C’est un partage de sensations que le patient doit laisser «monter», sans tenter de les juguler, les refouler ou  les analyser. Autrement dit, l’important n’est pas de comprendre « pourquoi » on a souffert mais plutôt de ressentir « comment » on a souffert et de laisser s’exprimer la mémoire de cette souffrance.

Le patient peut intégrer un soin d’étiomédecine à plusieurs niveaux :
– Le soulagement d’un plan plus ou moins saturé de souffrances.
– Le changement de regard sur les choses du fait de ce soulagement.
– La transcription de ce regard en actes. C’est la Prise de Conscience Cellulaire, la Mutation: le fait d’avoir enlevé des peurs, par exemple, lui permet de desserrer des freins, de «se lâcher» plus spontanément dans l’accomplissement de choses que, du coup, il réussit mieux. Il initie un cercle vertueux.
– S’il est doué d’analogie, la faculté d’extrapoler l' »erreur » de son fonctionnement à tous les évènements de son existence, et la possibilité, de ce fait, d’acter et de se libérer à plusieurs niveaux.

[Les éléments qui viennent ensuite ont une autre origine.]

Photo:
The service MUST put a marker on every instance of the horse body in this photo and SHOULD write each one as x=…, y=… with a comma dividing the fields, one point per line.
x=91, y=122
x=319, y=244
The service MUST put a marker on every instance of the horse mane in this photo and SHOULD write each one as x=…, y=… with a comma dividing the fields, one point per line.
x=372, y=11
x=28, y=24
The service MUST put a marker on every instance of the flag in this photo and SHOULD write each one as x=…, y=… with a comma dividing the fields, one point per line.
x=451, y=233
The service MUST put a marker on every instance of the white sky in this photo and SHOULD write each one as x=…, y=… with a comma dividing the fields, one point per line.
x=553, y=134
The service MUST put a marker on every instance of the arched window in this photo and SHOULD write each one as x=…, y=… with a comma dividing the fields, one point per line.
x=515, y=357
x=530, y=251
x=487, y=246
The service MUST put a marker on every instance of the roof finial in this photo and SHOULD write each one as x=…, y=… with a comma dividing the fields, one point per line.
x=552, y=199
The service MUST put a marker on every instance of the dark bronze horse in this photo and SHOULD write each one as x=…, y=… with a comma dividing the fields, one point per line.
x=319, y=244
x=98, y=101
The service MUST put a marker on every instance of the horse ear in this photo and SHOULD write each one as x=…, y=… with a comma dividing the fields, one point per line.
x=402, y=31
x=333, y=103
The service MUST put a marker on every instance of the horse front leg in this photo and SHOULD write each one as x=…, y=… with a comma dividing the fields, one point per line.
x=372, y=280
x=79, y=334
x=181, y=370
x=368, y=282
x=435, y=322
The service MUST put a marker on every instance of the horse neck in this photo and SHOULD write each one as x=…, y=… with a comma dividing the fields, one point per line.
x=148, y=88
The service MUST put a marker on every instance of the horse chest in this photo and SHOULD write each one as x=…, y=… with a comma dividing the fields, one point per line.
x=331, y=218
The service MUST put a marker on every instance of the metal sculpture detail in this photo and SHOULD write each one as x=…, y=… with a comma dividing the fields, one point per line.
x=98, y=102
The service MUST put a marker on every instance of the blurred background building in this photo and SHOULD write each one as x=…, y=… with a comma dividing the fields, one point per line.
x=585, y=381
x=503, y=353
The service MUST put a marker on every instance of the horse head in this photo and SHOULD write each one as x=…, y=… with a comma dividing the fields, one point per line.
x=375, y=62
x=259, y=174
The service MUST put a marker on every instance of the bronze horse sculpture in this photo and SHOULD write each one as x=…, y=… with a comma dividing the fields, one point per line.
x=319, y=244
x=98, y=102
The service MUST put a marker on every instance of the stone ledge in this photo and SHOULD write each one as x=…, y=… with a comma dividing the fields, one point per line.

  • À QUI S’ADRESSE L’ÉTIOMÉDECINE ?

En tant que thérapie somato-émotionnelle, l’étiomédecine est un outil de traitement:
 des pathologies psychosomatiques et fonctionnelles: troubles du sommeil, de l’alimentation, troubles digestifs, acouphènes, problèmes dermatologiques, lombalgies, tensions et douleurs musculosquelettiques, etc.
 des troubles psychiques: anxiété, état dépressif, stress, burn out, sensations de blocages, hypersensibilité, deuil, etc.

Elle s’adresse donc à tout un chacun, du nourrisson à la personne âgée. présentant une pathologie ou non.

  • LES LIMITES.

Si un patient traité fait de la rétention (consciemment ou non, volontairement ou non) de ce qu’il lui faudrait lâcher ou partager, refoule d’une manière ou d’une autre, ne change rien à sa façon d’être bien qu’ayant compris ce qui n’était pas juste pour lui après un soin, alors la mutation ne pourra pas se faire et le patient restera coincé dans ses souffrances et ses fonctionnements.
L’étiomédecine aide les êtres à se libérer pour qu’ils soient aptes à acter efficacement pour eux-mêmes mais ne peut en aucun cas faire ce travail d’évolution à leur place et leur éviter d’avoir à s’impliquer.

Les urgences médicales sont par définition à traiter aux urgences.
Un soin d’étiomédecine ne peut pas se substituer à un déplacement aux urgences, à une prise en charge médicale ou à un traitement.